The defendants refused to recognize the jurisdiction of the district court, and they did not appear in the proceedings below. Their cause was argued by various amici, with additional information provided by court-appointed experts. The district court ordered a full hearing, noting that the Foreign Sovereign Immunities Act (FSIA) prohibits the entry of a default judgment against a foreign sovereignty "unless the claimant establishes his claim or right to relief by evidence satisfactory to the court." 28 U.S.C. § 1608(e).
The district court initially dismissed OPEC, the organization, since it had not been properly served. It also determined at an early stage in the proceedings that monetary damages were foreclosed by the indirect-purchaser rule of Illinois Brick Co. v. Illinois, 431 U.S. 720, 97 S. Ct. 2061, 52 L. Ed. 2d 707 (1977). Thus the testimony at trial was directed to what remained of the complaint a suit for injunctive relief against the 13 OPEC nations individually.
The testimony was extensive. Experts in economics and international relations were examined and cross-examined. Exhibits, including masses of statistical and technical data, were received. A full day of legal argument concluded the proceedings below.
The record reflects an outstanding effort on the part of the district judge to amass the information necessary to understand the international politics and economy of oil and to marshal the legal arguments for and against IAM's requested relief.

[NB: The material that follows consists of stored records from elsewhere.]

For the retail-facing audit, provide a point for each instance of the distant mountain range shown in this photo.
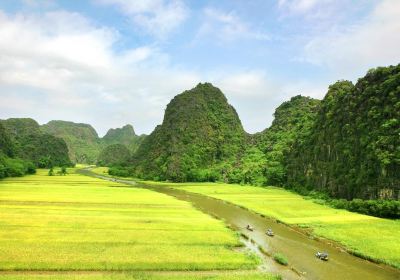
(346, 145)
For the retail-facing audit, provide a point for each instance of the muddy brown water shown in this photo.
(299, 248)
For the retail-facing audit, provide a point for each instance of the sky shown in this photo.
(113, 62)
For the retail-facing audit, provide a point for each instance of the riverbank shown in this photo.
(65, 227)
(368, 237)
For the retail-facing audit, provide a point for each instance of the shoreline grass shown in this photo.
(371, 238)
(76, 222)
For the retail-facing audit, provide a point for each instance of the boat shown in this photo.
(270, 232)
(322, 256)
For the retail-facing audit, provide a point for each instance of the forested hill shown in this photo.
(82, 139)
(353, 149)
(83, 142)
(25, 141)
(200, 133)
(125, 135)
(292, 120)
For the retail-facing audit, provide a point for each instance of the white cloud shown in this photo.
(351, 50)
(224, 26)
(246, 84)
(301, 7)
(61, 66)
(158, 17)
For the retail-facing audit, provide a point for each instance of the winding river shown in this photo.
(296, 246)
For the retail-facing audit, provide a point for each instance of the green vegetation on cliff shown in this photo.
(82, 139)
(114, 155)
(200, 134)
(125, 135)
(353, 149)
(264, 161)
(30, 144)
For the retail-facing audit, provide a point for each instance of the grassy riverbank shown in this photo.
(369, 237)
(79, 223)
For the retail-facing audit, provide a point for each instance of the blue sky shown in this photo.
(112, 62)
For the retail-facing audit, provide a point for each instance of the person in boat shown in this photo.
(322, 256)
(249, 227)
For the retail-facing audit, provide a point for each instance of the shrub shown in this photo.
(119, 171)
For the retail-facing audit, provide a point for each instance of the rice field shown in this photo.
(78, 223)
(366, 236)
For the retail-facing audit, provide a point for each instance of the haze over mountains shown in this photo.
(346, 144)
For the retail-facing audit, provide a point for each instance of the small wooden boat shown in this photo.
(270, 232)
(322, 256)
(249, 227)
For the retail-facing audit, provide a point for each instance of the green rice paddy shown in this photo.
(369, 237)
(81, 224)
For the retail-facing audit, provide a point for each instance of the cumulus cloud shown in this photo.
(61, 66)
(352, 49)
(157, 17)
(226, 27)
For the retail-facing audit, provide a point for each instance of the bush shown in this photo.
(281, 259)
(12, 167)
(119, 171)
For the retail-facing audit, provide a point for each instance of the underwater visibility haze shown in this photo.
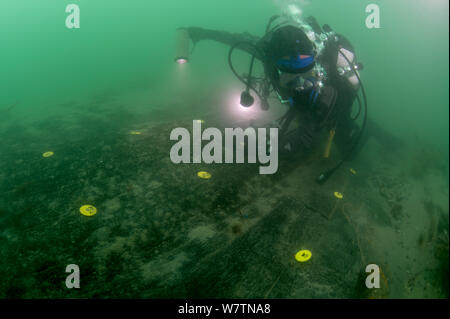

At the close of the trial, the district judge granted judgment in favor of the defendants. The court held, first, that it lacked jurisdiction over the defendant nations under the Foreign Sovereign Immunities Act.4 The court further held that even if jurisdiction existed in the first instance, the anti-trust action failed because foreign sovereigns are not persons within the meaning of the Sherman Act and because there was no proximate causal connection between OPEC activities and domestic price increases. The court also decided that default judgment could not properly lie against the non-appearing defendants, and that the defendants had not waived their immunity.
In the international sphere each state5 is viewed as an independent sovereign, equal in sovereignty to all other states. It is said that an equal holds no power of sovereignty over an equal. Thus the doctrine of sovereign immunity: the courts of one state generally have no jurisdiction to entertain suits against another state. This rule of international law developed by custom among nations. Also by custom, an exception developed for the commercial activities of a state. The former concept of absolute sovereign immunity gave way to a restrictive view. Under the restrictive theory of sovereign immunity, immunity did not exist for commercial activities since they were seen as non-sovereign.
In 1976, Congress enacted the FSIA and declared that the federal courts will apply an objective nature-of-the-act test6 in determining whether activity is commercial and thus not immune: "The commercial character of an activity shall be determined by reference to the nature of the course of conduct or particular transaction or act, rather than by reference to its purpose." 28 U.S.C. § 1603(d).
A critical step in characterizing the nature of a given activity is defining exactly what that activity is. The immunity question may be determined by how broadly or narrowly that activity is defined. In this case, IAM insists on a very narrow focus on the specific activity of "price fixing." IAM argues that the FSIA does not give immunity to this activity. Under the FSIA a commercial activity is one which an individual might "customarily carr(y) on for profit." H.R.Rep.No.94-1487, 94th Cong., 2d Sess. 16, reprinted in (1976) U.S.Code Cong. & Ad.News 6604, 6615. OPEC's activity, characterized by IAM as making agreements to fix prices, is one which is presumably done for profit; it is thus commercial and immunity does not apply.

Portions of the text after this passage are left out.